Participants in one experimental condition are noticeably different than the other experimental condition.

Environmental variables (C)

Administering test in different environments

Time related variables (C)

More apparent when comparing one group over time. History, maturation, instrument, experimenter, multiple treatment interference.

Observer Bias (C)

Researchers do not know the treatment of the group/ individual. Single blind or Double blind experiment.

Obscuring variables

Make changes in dependent variable hard to observe. Lead to measurement error, noisy data. Ineffective manipulation. Measurement error, excessive variation in data.

Ineffective manipulation

Inadequate manipulation of the independent variable, thus no detectable change in the dependent variable. Lead to false conclusion that independent variable has no effect on the dependent variable.

Measurement error

Too much variation in the measurement. Poor instrumentation, inconsistent training, scoring.

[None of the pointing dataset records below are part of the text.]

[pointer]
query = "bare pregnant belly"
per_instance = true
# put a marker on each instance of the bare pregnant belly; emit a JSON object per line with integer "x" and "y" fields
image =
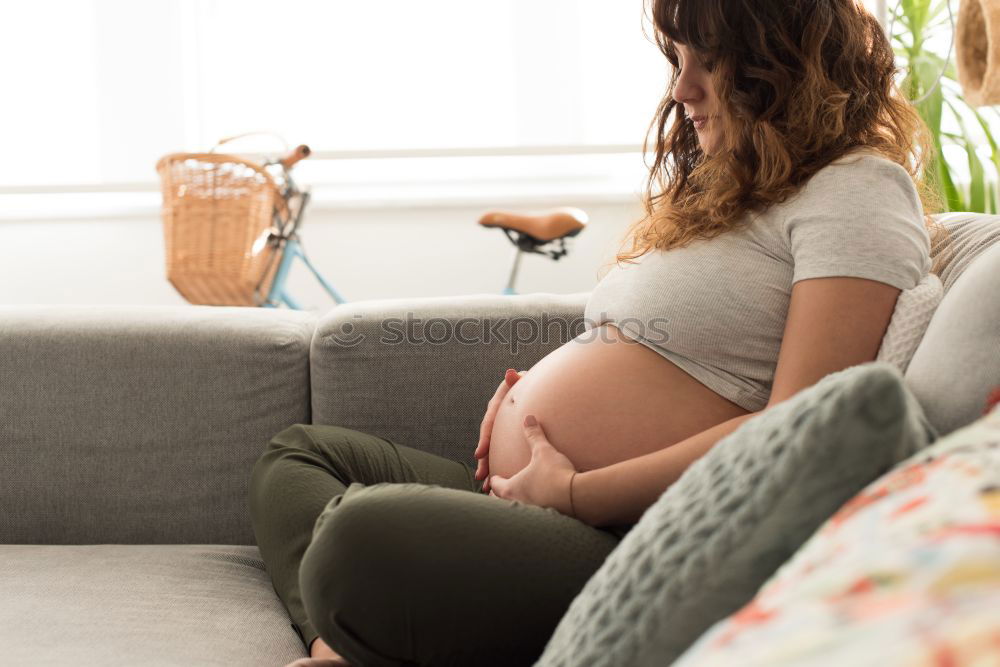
{"x": 603, "y": 398}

Excessive variation in data

Individual differences contribute the vast majority of variation. Repeated measures.

3 rules for generalization

Controlled comparison rule: when comparing data between experimental and control groups, the only difference must be the independent variable. When comparison is controlled, internal validity.

Sampling rule: Adequate sample size to control for random sampling error. Unbiased sample so it is representative of the population. Even if not fully representative, can typically generalize broad principles.

Operational Definitions rule: Determines what principles can be generalized. Single experiment only allows generalization within specific terms of the operational definition. To broaden generalizations to entire constructs, replicate experiments using different operational definitions of the same construct.